From (1) we have all values in the left part of (2) except for the evidence $\mathbb{P}(A = \text{positive})$, which can be computed marginalizing over $H_i$ in the joint probability $\mathbb{P}(A = \text{positive},H_i)$, as highlighted in (3).
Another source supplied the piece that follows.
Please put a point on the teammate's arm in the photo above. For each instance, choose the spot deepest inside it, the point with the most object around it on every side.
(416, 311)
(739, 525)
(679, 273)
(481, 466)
\begin{align} \mathbb{P}(A = \text{positive}) = {} & \sum_{H_i} \mathbb{P}(A = \text{positive},H_i) = \sum_{H_i} \mathbb{P}(A = \text{positive}\mid H_i) \mathbb{P}(H_i)\\ = {} & \mathbb{P}(A = \text{positive}\mid H_i = \text{aids}) \mathbb{P}(H_i = \text{aids}) \\ & {} + \mathbb{P}(A = \text{positive}\mid H_i = \text{healthy}) \mathbb{P}(H_i = \text{healthy}) \tag 3 \end{align}

Note that in (3) two new probabilities appear, which however can easily be computed using the complementary probabilities of the given data in (1) as

\begin{equation} \begin{split} &\mathbb{P}(A = \text{positive} \mid H_i = \text{healthy}) = 1-\mathbb{P}(A = \text{negative} \mid H_i = \text{healthy}) = 0.05\\ & \mathbb{P}(H_i = \text{healthy}) = 1- \mathbb{P}(H_i = \text{aids}) = 0.95 \end{split} \tag 4 \end{equation}

Substituting the results from (4) in (3) we obtain that $\mathbb{P}(A = \text{positive}) = 0.095$. Finally, using this results we compute (2) as

\begin{equation*} \mathbb{P}(H_i = \text{aids} \mid A = \text{positive})= \frac{0.95\cdot0.05}{0.095} = 0.5 \end{equation*}

The test turns out to be not really trustful. This is basically due to high population percentage having aids.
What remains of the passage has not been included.